To me, the determinant here is whether the llvm project sees many more interactive tools in its future. If lldb is the only one, then moving all this functionality to llvm seems like effort better spent elsewhere. But if there are other interactive tools in the offing, it would be great to have all such tools have a common behavior, and so there's good motivation for doing this work.

This revision was automatically updated to reflect the committed changes.
labath added a subscriber: labath.Feb 12 2018, 2:31 AM

There are several components in the "command line parsing"

  1. argparse: parsing a single string into the individual words (processing quotes, backslashes, etc.)
  2. resolving the "command" part of the command line (the "frame variable" part of "frame variable --raw-output FOO")
  3. resolving the arguments of a command (the "--raw-output FOO" part)

These parts compose quite nicely, and can be individually replaced.

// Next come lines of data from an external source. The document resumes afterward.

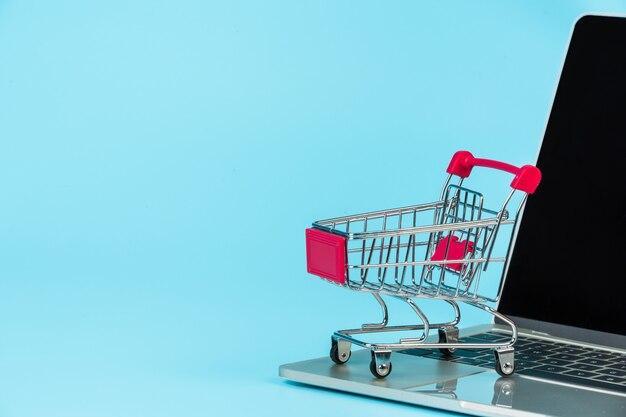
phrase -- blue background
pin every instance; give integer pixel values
(160, 160)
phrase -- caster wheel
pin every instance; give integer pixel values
(505, 364)
(380, 370)
(448, 335)
(337, 356)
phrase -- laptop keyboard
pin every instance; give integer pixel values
(545, 359)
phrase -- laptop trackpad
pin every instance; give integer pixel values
(518, 393)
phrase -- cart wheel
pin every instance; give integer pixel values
(505, 361)
(448, 334)
(380, 366)
(340, 351)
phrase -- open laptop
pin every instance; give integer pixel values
(565, 287)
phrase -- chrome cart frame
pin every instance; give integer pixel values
(436, 250)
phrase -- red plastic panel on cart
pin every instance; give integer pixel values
(455, 248)
(326, 255)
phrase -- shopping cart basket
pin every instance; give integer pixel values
(436, 250)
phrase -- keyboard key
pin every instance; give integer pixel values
(568, 351)
(520, 365)
(611, 379)
(612, 372)
(598, 355)
(597, 362)
(564, 357)
(525, 357)
(552, 369)
(552, 361)
(583, 367)
(580, 374)
(618, 366)
(537, 352)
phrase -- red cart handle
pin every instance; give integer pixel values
(527, 177)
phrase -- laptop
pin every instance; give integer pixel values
(564, 284)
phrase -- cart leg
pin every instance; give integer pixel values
(505, 360)
(340, 350)
(448, 334)
(385, 312)
(380, 366)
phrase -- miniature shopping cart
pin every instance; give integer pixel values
(436, 250)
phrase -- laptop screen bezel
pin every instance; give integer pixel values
(544, 327)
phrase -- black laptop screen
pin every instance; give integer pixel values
(569, 261)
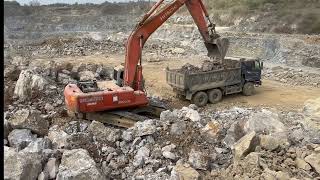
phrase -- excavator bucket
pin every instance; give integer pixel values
(218, 48)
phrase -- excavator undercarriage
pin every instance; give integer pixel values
(125, 98)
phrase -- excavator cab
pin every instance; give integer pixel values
(118, 75)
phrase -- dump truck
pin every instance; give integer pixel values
(235, 75)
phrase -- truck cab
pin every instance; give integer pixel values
(251, 70)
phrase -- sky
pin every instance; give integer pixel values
(69, 1)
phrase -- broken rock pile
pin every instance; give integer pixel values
(186, 143)
(292, 76)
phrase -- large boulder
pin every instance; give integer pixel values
(76, 164)
(30, 119)
(311, 112)
(29, 85)
(103, 133)
(18, 165)
(183, 172)
(245, 145)
(38, 145)
(21, 138)
(58, 137)
(264, 121)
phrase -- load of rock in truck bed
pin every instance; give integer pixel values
(210, 65)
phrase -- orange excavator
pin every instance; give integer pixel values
(128, 89)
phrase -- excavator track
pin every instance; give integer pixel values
(123, 118)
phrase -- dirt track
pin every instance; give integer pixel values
(270, 94)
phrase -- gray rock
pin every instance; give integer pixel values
(191, 114)
(6, 128)
(21, 138)
(264, 121)
(141, 157)
(198, 160)
(17, 165)
(127, 135)
(52, 168)
(168, 116)
(86, 75)
(103, 133)
(29, 84)
(271, 143)
(30, 119)
(43, 176)
(245, 145)
(282, 175)
(168, 148)
(178, 128)
(146, 127)
(211, 130)
(157, 176)
(302, 164)
(311, 114)
(38, 145)
(58, 137)
(314, 161)
(48, 107)
(234, 133)
(76, 164)
(181, 172)
(169, 155)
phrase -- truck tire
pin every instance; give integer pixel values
(200, 99)
(248, 89)
(215, 95)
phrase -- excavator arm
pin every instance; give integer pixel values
(152, 21)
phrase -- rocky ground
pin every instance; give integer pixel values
(271, 135)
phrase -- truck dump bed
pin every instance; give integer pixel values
(228, 74)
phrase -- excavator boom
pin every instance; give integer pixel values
(88, 98)
(152, 21)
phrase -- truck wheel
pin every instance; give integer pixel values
(200, 99)
(248, 89)
(215, 95)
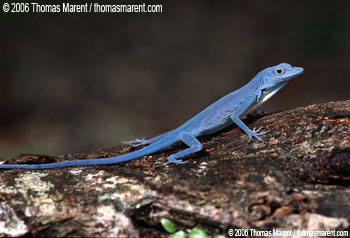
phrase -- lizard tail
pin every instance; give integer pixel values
(154, 147)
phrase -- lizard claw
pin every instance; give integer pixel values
(175, 161)
(255, 133)
(137, 142)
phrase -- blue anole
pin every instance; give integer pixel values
(218, 115)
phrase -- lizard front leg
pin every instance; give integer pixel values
(249, 132)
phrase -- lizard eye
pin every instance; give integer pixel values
(279, 71)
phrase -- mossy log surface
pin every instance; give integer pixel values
(298, 179)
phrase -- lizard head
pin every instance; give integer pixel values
(278, 75)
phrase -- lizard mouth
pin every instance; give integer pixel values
(296, 71)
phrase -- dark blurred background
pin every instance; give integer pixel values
(76, 82)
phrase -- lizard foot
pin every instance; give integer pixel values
(255, 133)
(137, 142)
(175, 161)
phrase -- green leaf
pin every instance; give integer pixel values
(219, 236)
(198, 233)
(168, 225)
(179, 234)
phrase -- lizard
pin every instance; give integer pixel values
(227, 110)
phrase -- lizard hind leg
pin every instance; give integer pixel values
(189, 140)
(138, 142)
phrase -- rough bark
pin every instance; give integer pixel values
(298, 179)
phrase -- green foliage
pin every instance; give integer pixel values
(179, 234)
(196, 232)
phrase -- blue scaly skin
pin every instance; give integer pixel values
(218, 115)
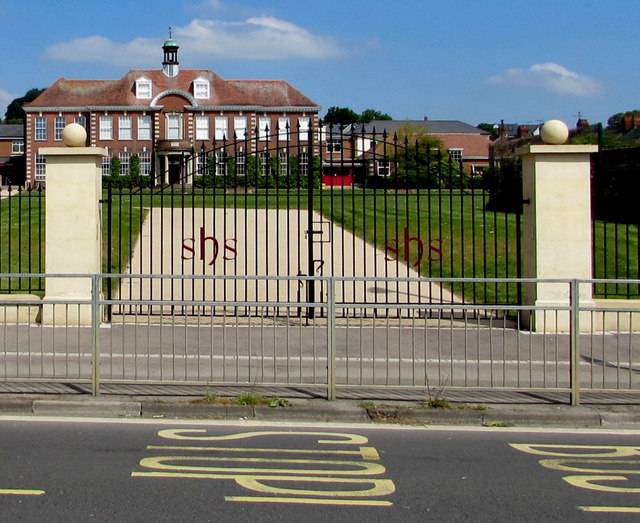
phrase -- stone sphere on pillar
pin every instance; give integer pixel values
(555, 132)
(74, 135)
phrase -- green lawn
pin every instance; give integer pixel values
(22, 228)
(459, 237)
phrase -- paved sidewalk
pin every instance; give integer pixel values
(320, 410)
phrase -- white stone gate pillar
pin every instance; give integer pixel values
(557, 240)
(73, 225)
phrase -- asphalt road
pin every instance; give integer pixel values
(70, 470)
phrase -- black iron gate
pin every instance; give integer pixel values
(343, 202)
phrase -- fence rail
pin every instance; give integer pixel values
(347, 345)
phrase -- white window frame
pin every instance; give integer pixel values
(125, 163)
(41, 167)
(144, 89)
(455, 153)
(303, 128)
(284, 163)
(106, 128)
(265, 163)
(202, 127)
(106, 164)
(284, 128)
(264, 128)
(59, 124)
(41, 128)
(334, 145)
(384, 167)
(222, 163)
(240, 127)
(201, 90)
(303, 163)
(222, 128)
(125, 131)
(174, 126)
(241, 164)
(145, 163)
(144, 127)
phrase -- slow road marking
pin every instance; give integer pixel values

I'll briefly speak about each one :

(1) is very specific to our interactive use case (for command line utilities, the shell/os does the parsing for us). There also isn't anything nearly similar in llvm (afaik).
(2) is also quite specific to how lldb commands are structured, and there also isn't a suitable llvm replacement. This is the level at which the "command aliases" are resolved.
(3) is a fairly generic piece of functionality -- we even implement it by delegating to getopt (in a scarily un-thread-safe way). For this there are *two* competing implementations in llvm: llvm::cl and llvm::opt. Of these the first one is not suitable for our use case right now as it relies on global variables. Making it work probably would be a bit or work. However, using the second one should be fairly easy, and it should be generic-enough (it's the thing that handles crazy gcc command lines).

The reason I'm spelling it out this way is because I think you were mostly talking about (3), but some of the difficulties Jim pointed out (command aliases) just aren't relevant there. I don't think llvm::opt handles "shortest match" options yet, but that should be fairly easy to add. On the flip side, the library has recently gained argument suggestion capabilities (error: unknown argument '-gllbb', did you mean '-glldb'), so we would get that for free. Making sure tab completion works there would require a bit of thought, but I think this should not interfere with this library too much (after all, we use getopt now, and it does not support tab completion either).